Dr. Donald E. Osterbrock
Professor Emeritus of Astronomy and Astrophysics
Donald Osterbrock's main line of research has been observational work on the gas in active nuclei of galaxies--especially radio galaxies, Seyfert galaxies, and X-ray galaxies--and its interpretation. He and his research associates have also been observing quasars, as well as galaxies with weaker emission lines or lower-ionization emission lines, to find the relationship among these objects. They are all related members of "one- family," but at different luminosities, containing different amounts of dust and gas, and perhaps in different stages of their evolution. There is strong observational evidence that interactions, perturbations, and mergers of galaxies are connected with activity in their nuclei. Osterbrock is now working on the interpretation of these data in terms of the formation and evolution of active galactic nuclei.

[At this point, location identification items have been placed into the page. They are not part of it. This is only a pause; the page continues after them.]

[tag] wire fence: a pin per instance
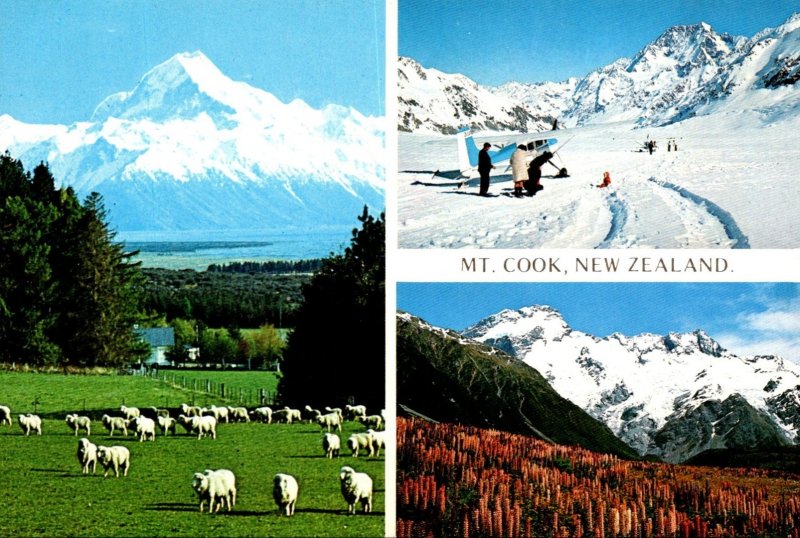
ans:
(203, 390)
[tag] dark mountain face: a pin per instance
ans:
(448, 379)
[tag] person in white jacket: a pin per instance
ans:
(519, 168)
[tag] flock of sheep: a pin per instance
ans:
(217, 488)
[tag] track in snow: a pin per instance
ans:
(731, 228)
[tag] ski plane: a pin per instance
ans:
(468, 153)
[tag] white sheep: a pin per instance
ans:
(219, 413)
(145, 428)
(355, 411)
(5, 415)
(87, 455)
(378, 441)
(311, 414)
(203, 426)
(212, 486)
(262, 414)
(293, 415)
(129, 412)
(331, 444)
(330, 420)
(281, 415)
(357, 441)
(114, 457)
(239, 414)
(30, 423)
(115, 423)
(167, 424)
(79, 422)
(186, 422)
(190, 410)
(284, 491)
(372, 421)
(356, 487)
(337, 410)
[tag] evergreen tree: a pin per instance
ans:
(102, 289)
(336, 353)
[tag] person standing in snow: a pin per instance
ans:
(484, 168)
(519, 168)
(533, 185)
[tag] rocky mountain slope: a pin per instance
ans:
(687, 71)
(446, 378)
(672, 396)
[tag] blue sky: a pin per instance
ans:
(746, 318)
(552, 40)
(58, 60)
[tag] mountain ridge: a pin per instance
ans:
(187, 145)
(688, 70)
(656, 392)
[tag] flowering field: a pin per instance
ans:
(464, 481)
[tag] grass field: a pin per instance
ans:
(45, 494)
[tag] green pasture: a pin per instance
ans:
(45, 494)
(55, 394)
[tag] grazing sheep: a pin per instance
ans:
(186, 422)
(293, 415)
(356, 487)
(239, 414)
(114, 457)
(190, 410)
(311, 414)
(87, 455)
(378, 441)
(355, 411)
(372, 421)
(284, 491)
(330, 420)
(167, 424)
(219, 413)
(77, 423)
(358, 441)
(115, 423)
(145, 428)
(331, 444)
(262, 414)
(5, 415)
(30, 423)
(337, 410)
(281, 415)
(129, 412)
(203, 426)
(211, 486)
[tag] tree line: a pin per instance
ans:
(68, 291)
(270, 267)
(218, 299)
(71, 296)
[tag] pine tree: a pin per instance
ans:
(336, 352)
(102, 290)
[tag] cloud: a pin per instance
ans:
(773, 331)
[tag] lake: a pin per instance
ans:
(197, 250)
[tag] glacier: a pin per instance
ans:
(189, 149)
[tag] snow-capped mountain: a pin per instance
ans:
(687, 71)
(190, 149)
(672, 395)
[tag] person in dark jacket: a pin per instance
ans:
(533, 185)
(484, 168)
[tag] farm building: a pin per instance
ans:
(160, 339)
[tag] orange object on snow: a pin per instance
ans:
(606, 180)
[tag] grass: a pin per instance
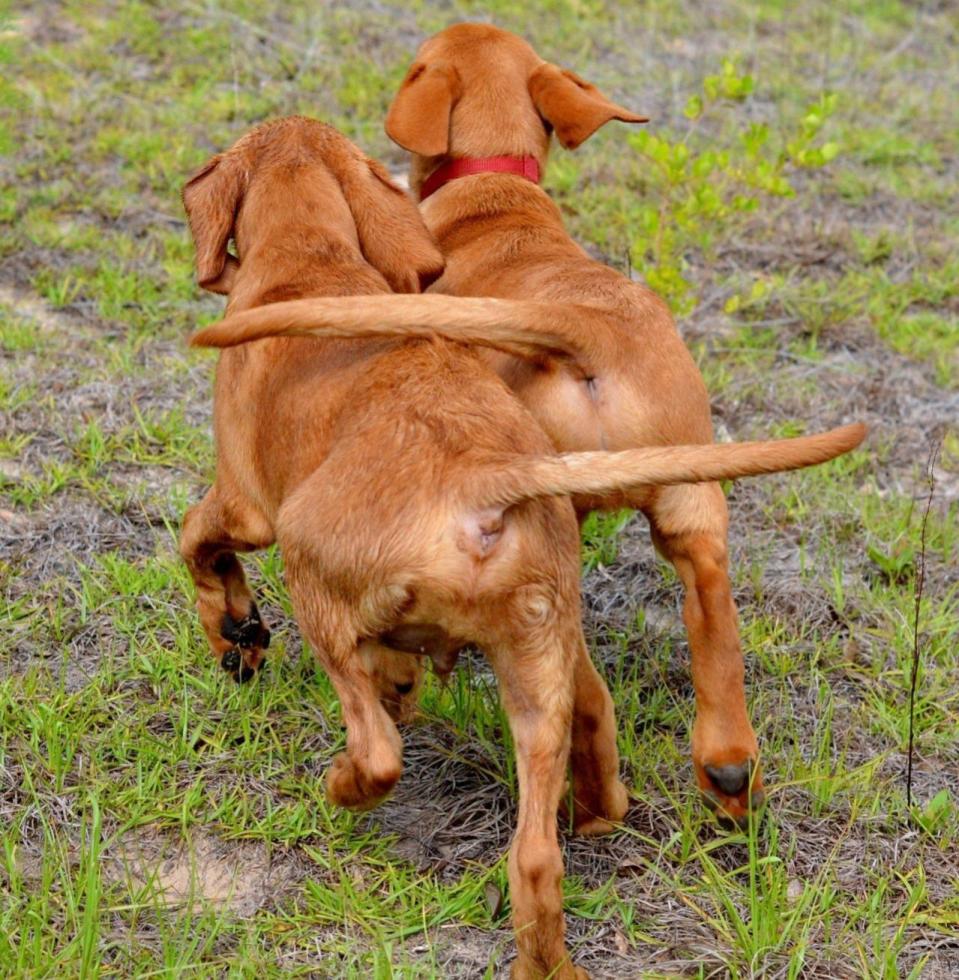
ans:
(795, 200)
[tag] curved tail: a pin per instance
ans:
(520, 327)
(598, 473)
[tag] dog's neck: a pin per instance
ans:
(524, 166)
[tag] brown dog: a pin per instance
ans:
(417, 504)
(595, 357)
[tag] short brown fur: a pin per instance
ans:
(361, 458)
(595, 357)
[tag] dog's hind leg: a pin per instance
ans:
(689, 526)
(535, 679)
(213, 531)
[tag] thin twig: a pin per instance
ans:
(920, 582)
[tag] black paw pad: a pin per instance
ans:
(246, 632)
(731, 779)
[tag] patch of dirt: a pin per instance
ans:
(203, 870)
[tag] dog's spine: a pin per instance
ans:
(598, 473)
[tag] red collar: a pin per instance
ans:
(527, 167)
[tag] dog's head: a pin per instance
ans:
(477, 90)
(301, 167)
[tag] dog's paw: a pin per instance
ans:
(236, 663)
(248, 638)
(347, 785)
(732, 791)
(247, 632)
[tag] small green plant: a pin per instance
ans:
(693, 194)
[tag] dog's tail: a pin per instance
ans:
(520, 327)
(522, 478)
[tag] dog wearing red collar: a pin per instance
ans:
(595, 357)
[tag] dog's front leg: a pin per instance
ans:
(365, 774)
(600, 799)
(536, 689)
(689, 526)
(213, 531)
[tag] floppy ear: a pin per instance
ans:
(211, 198)
(419, 118)
(392, 235)
(573, 107)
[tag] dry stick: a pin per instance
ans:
(920, 582)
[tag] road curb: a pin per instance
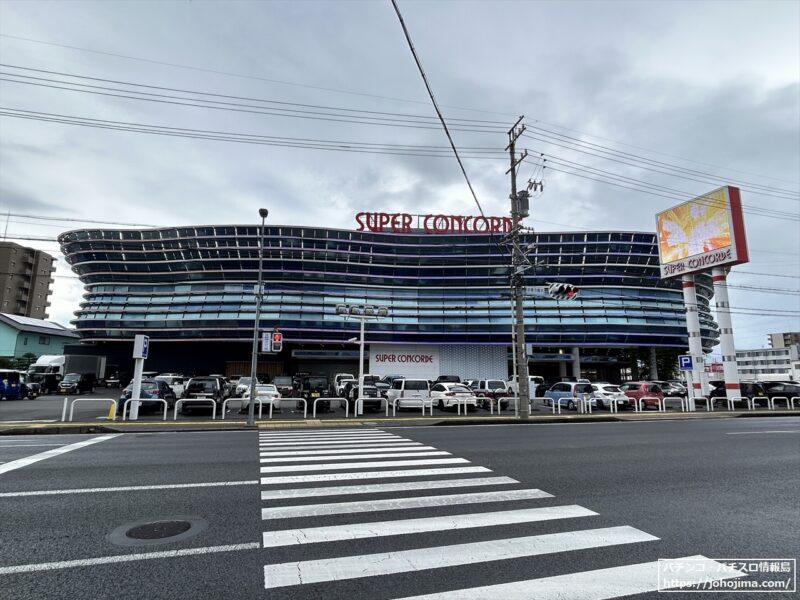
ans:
(37, 428)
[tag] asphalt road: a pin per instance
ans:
(591, 503)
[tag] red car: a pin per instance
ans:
(636, 390)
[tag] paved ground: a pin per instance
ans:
(595, 505)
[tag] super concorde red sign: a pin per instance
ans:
(432, 224)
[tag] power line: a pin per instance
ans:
(239, 75)
(252, 139)
(251, 109)
(227, 96)
(682, 195)
(647, 163)
(436, 106)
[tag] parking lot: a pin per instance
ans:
(95, 407)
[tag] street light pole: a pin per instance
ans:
(251, 412)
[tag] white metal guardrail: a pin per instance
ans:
(213, 406)
(225, 405)
(784, 398)
(305, 406)
(127, 403)
(685, 406)
(72, 406)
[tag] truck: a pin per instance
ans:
(49, 369)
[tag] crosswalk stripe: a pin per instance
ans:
(363, 465)
(350, 450)
(386, 444)
(412, 453)
(337, 443)
(355, 531)
(377, 488)
(289, 479)
(369, 565)
(361, 506)
(331, 439)
(599, 584)
(321, 431)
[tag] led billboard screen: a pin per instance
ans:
(702, 233)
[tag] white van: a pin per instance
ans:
(410, 393)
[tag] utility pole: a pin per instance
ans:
(518, 265)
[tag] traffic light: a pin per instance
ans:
(276, 342)
(562, 291)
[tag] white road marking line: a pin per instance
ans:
(362, 506)
(323, 445)
(377, 488)
(128, 488)
(28, 445)
(372, 475)
(363, 465)
(411, 454)
(355, 531)
(376, 438)
(757, 432)
(344, 430)
(24, 462)
(600, 584)
(105, 560)
(416, 446)
(369, 565)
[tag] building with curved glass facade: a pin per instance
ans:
(191, 289)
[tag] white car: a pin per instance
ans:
(176, 382)
(242, 386)
(409, 393)
(267, 393)
(607, 394)
(448, 395)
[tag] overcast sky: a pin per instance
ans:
(711, 87)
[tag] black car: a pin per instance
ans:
(313, 387)
(371, 395)
(747, 389)
(150, 390)
(200, 390)
(781, 389)
(77, 383)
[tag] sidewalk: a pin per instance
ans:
(22, 427)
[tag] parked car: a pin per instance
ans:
(202, 388)
(284, 385)
(336, 384)
(535, 383)
(448, 395)
(266, 392)
(747, 389)
(242, 386)
(637, 390)
(489, 390)
(152, 389)
(781, 389)
(313, 387)
(672, 389)
(341, 386)
(370, 393)
(564, 393)
(12, 385)
(77, 383)
(409, 393)
(607, 394)
(176, 382)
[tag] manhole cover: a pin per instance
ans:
(164, 530)
(158, 530)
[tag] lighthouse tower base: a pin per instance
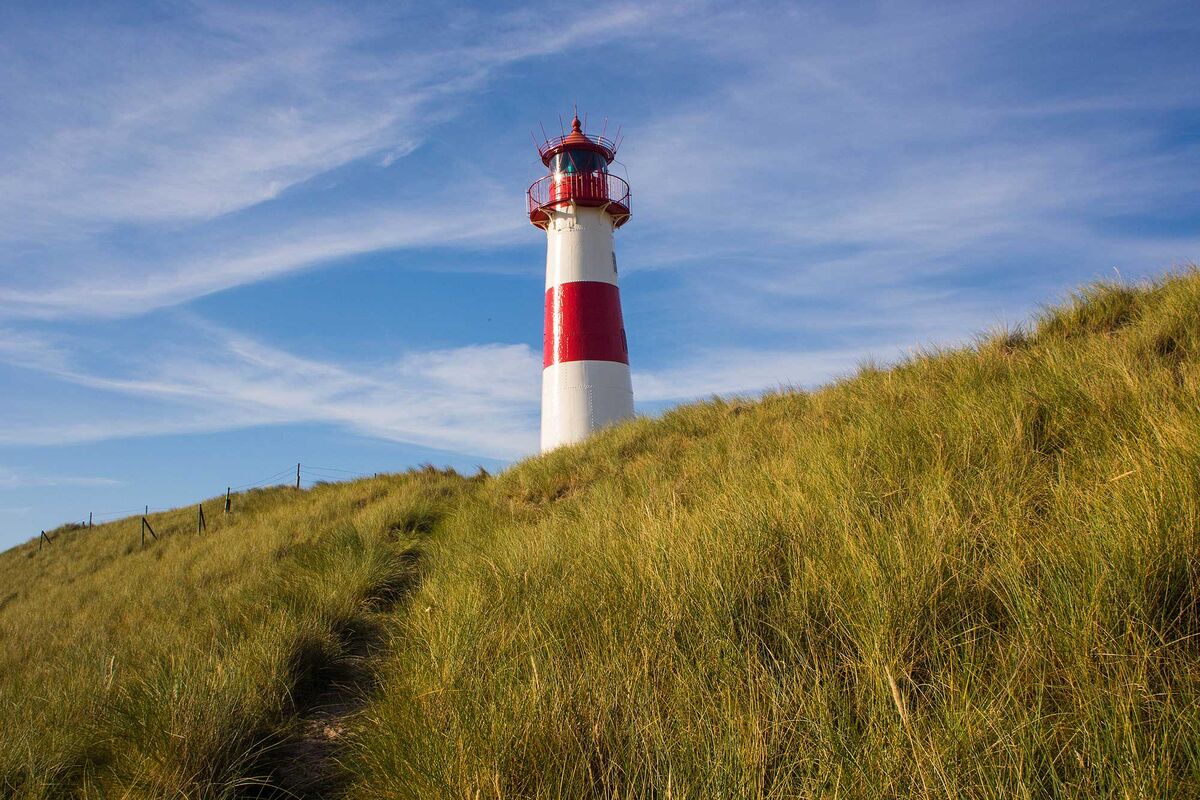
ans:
(580, 397)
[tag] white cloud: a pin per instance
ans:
(171, 131)
(477, 400)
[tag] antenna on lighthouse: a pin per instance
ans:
(586, 383)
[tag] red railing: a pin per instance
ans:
(595, 188)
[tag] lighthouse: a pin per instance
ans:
(585, 380)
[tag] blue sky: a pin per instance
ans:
(239, 236)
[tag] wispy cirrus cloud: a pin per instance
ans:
(171, 136)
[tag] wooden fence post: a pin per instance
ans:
(145, 527)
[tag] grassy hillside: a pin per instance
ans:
(973, 575)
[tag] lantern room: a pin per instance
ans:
(579, 175)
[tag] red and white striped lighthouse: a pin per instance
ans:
(585, 380)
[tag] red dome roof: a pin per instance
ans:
(577, 140)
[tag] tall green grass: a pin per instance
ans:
(972, 575)
(976, 573)
(172, 669)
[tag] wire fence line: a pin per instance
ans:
(293, 476)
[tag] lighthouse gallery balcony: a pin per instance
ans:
(597, 188)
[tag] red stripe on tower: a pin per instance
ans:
(583, 323)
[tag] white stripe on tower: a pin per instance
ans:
(585, 382)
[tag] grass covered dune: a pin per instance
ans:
(975, 573)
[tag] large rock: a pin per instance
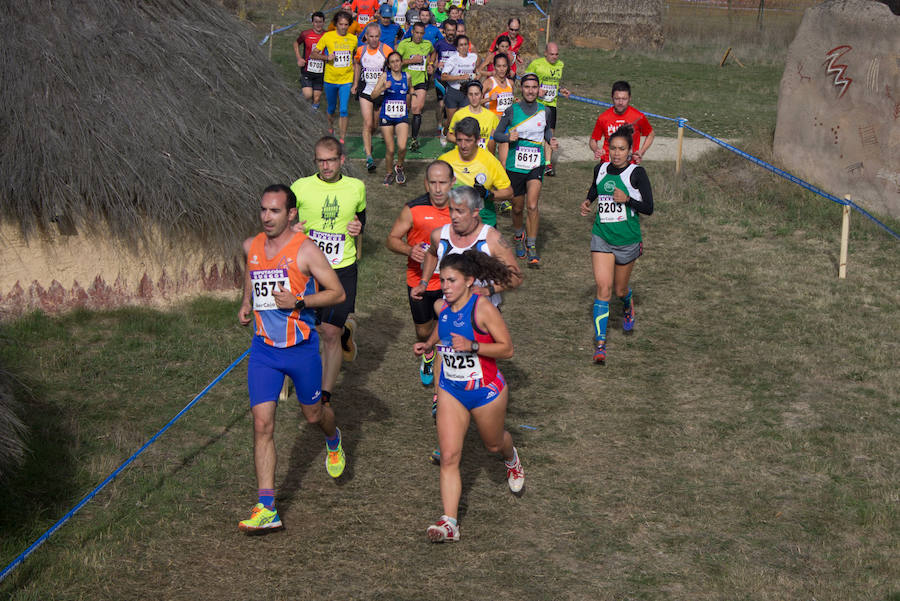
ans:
(839, 104)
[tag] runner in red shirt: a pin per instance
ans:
(312, 76)
(615, 117)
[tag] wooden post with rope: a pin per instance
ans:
(845, 239)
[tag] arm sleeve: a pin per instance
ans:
(500, 134)
(640, 181)
(592, 189)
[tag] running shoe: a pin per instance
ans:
(348, 339)
(399, 175)
(534, 260)
(261, 519)
(335, 460)
(519, 241)
(426, 370)
(515, 475)
(443, 532)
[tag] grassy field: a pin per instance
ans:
(743, 444)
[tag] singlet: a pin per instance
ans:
(426, 219)
(500, 97)
(394, 104)
(459, 369)
(371, 65)
(527, 152)
(549, 76)
(446, 247)
(339, 71)
(276, 327)
(309, 39)
(616, 223)
(327, 208)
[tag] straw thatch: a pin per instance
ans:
(609, 24)
(119, 112)
(136, 136)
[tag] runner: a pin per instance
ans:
(470, 337)
(476, 167)
(549, 71)
(444, 49)
(311, 71)
(393, 116)
(332, 212)
(416, 52)
(487, 120)
(286, 278)
(336, 49)
(526, 127)
(622, 190)
(615, 117)
(368, 67)
(498, 92)
(458, 67)
(410, 236)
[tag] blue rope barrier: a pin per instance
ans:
(43, 538)
(682, 122)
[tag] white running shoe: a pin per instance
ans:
(443, 531)
(515, 475)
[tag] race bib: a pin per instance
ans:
(527, 157)
(395, 109)
(609, 210)
(332, 245)
(265, 283)
(341, 59)
(459, 366)
(549, 92)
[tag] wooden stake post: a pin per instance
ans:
(845, 240)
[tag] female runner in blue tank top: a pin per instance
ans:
(394, 116)
(470, 337)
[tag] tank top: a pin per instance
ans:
(446, 247)
(500, 97)
(280, 328)
(394, 105)
(459, 369)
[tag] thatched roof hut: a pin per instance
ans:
(609, 24)
(136, 137)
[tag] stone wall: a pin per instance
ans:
(839, 103)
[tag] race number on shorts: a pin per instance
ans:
(265, 283)
(459, 366)
(331, 245)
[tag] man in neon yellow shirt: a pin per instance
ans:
(487, 120)
(331, 208)
(549, 71)
(336, 49)
(476, 167)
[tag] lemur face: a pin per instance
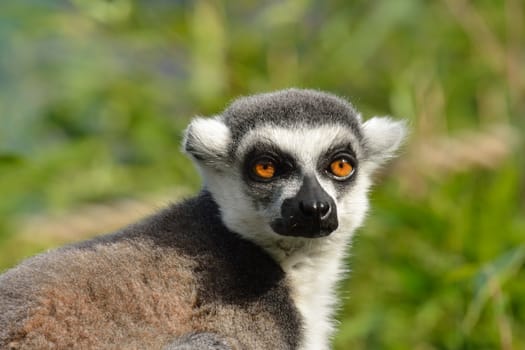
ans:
(294, 163)
(296, 177)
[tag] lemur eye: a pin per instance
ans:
(264, 169)
(341, 168)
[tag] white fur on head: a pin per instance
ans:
(383, 136)
(207, 140)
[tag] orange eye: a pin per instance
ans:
(341, 168)
(264, 169)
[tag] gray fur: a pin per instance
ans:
(185, 278)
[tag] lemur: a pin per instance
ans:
(251, 262)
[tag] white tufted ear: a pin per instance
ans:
(383, 136)
(207, 140)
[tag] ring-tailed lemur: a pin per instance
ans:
(249, 263)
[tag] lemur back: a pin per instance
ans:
(250, 263)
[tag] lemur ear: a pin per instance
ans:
(207, 140)
(383, 136)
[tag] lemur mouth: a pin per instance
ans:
(307, 229)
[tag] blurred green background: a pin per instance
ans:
(94, 95)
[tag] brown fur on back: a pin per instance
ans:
(147, 285)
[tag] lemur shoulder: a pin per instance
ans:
(251, 262)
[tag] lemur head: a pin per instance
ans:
(294, 163)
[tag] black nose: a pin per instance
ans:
(316, 209)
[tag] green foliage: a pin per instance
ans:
(94, 95)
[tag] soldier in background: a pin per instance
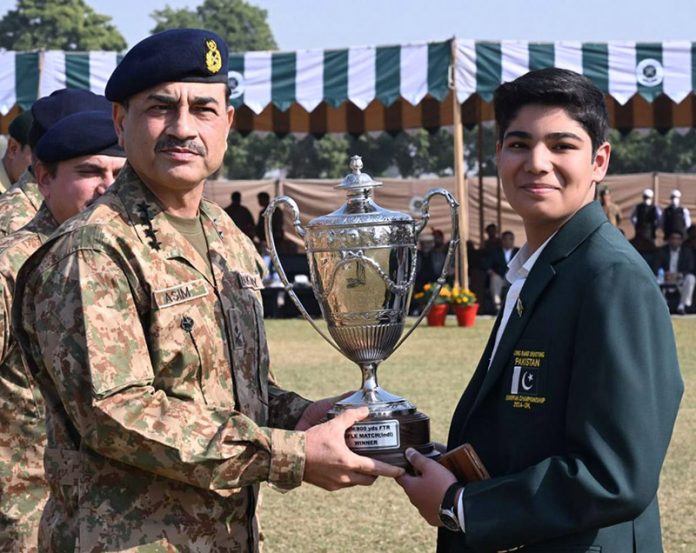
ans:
(675, 217)
(241, 216)
(21, 202)
(18, 153)
(141, 320)
(646, 217)
(611, 210)
(77, 161)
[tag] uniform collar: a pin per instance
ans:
(28, 186)
(43, 223)
(147, 216)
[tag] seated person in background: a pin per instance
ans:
(677, 262)
(497, 266)
(241, 216)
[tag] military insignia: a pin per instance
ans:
(146, 221)
(175, 295)
(213, 58)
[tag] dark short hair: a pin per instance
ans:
(575, 94)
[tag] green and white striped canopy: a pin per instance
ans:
(306, 77)
(392, 88)
(619, 69)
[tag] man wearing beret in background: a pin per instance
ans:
(18, 153)
(142, 322)
(77, 160)
(21, 202)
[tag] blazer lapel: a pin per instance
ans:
(536, 282)
(567, 239)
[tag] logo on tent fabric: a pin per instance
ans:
(650, 72)
(236, 82)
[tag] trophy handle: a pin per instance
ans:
(454, 242)
(287, 285)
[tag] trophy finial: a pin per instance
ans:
(356, 180)
(356, 164)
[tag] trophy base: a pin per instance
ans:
(385, 438)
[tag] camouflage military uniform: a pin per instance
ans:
(23, 487)
(5, 182)
(162, 418)
(19, 204)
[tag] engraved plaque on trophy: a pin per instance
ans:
(362, 261)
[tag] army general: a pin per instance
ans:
(141, 320)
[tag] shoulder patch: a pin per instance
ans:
(181, 293)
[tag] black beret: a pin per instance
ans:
(19, 128)
(188, 55)
(80, 134)
(49, 110)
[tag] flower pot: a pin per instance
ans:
(466, 314)
(438, 314)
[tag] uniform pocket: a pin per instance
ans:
(178, 335)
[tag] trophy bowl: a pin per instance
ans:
(362, 261)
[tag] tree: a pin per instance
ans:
(60, 25)
(244, 27)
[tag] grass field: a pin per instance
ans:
(431, 369)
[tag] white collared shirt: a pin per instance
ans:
(518, 269)
(674, 260)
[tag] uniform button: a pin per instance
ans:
(187, 323)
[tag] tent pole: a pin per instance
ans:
(499, 198)
(479, 147)
(460, 181)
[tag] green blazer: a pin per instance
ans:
(575, 414)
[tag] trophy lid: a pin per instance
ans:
(360, 208)
(357, 180)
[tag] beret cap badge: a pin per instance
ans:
(213, 58)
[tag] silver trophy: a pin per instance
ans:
(362, 260)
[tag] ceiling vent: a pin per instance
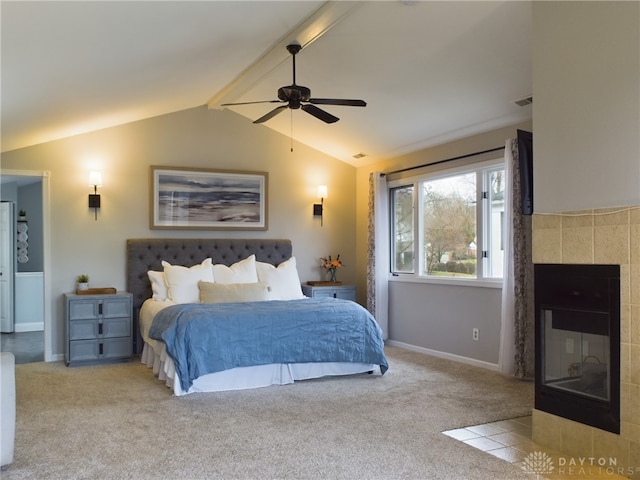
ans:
(523, 102)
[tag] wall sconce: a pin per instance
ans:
(318, 207)
(95, 181)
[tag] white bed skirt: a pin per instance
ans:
(245, 377)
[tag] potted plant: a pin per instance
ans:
(83, 281)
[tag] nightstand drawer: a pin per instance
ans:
(97, 350)
(345, 292)
(98, 328)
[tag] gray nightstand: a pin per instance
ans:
(98, 328)
(346, 292)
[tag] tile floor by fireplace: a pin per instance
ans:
(510, 440)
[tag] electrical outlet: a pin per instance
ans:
(569, 346)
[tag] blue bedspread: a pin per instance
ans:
(208, 338)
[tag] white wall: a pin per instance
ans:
(196, 137)
(586, 64)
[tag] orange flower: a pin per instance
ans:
(330, 264)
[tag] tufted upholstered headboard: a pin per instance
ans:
(144, 254)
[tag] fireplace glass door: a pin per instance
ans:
(576, 354)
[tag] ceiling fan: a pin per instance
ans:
(296, 96)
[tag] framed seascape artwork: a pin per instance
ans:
(195, 198)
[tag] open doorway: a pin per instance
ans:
(29, 336)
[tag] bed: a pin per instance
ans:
(231, 357)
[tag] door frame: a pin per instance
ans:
(46, 254)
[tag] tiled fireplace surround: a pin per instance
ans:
(601, 236)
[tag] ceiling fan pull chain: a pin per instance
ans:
(291, 136)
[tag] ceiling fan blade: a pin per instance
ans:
(319, 113)
(249, 103)
(271, 114)
(338, 101)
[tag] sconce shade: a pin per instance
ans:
(95, 179)
(94, 200)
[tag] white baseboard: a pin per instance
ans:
(28, 327)
(58, 357)
(445, 355)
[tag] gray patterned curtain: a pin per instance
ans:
(517, 355)
(378, 250)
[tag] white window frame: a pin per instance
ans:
(483, 171)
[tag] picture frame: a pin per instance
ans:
(185, 198)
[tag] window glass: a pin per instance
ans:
(449, 225)
(403, 231)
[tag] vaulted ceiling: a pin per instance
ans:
(430, 72)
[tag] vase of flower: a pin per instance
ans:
(332, 274)
(331, 266)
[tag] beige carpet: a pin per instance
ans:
(117, 422)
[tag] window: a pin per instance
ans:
(449, 225)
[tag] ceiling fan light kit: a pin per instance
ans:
(299, 97)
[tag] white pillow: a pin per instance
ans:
(283, 280)
(243, 271)
(182, 282)
(158, 285)
(232, 292)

The best working hypothesis is that many, if not all, "normal" galaxies contain black holes in their nuclei, which without new fuel in the form of gas with very nearly zero angular momentum are quiescent. Refueled in an interaction, however, they can pass through the star formation phase to, in some cases, the active galactic nucleus phase. Connecting these qualitative observational statements with the results of quantitative but schematized theoretical ideas and numerical computation is the most important problem in current research on active galactic nuclei. Graduate students who have participated in recent years in obtaining the spectra with the CCD spectrograph on the 3-meter Shane Telescope include Sylvain Veilleux, Hien Tran, and Andre Martel.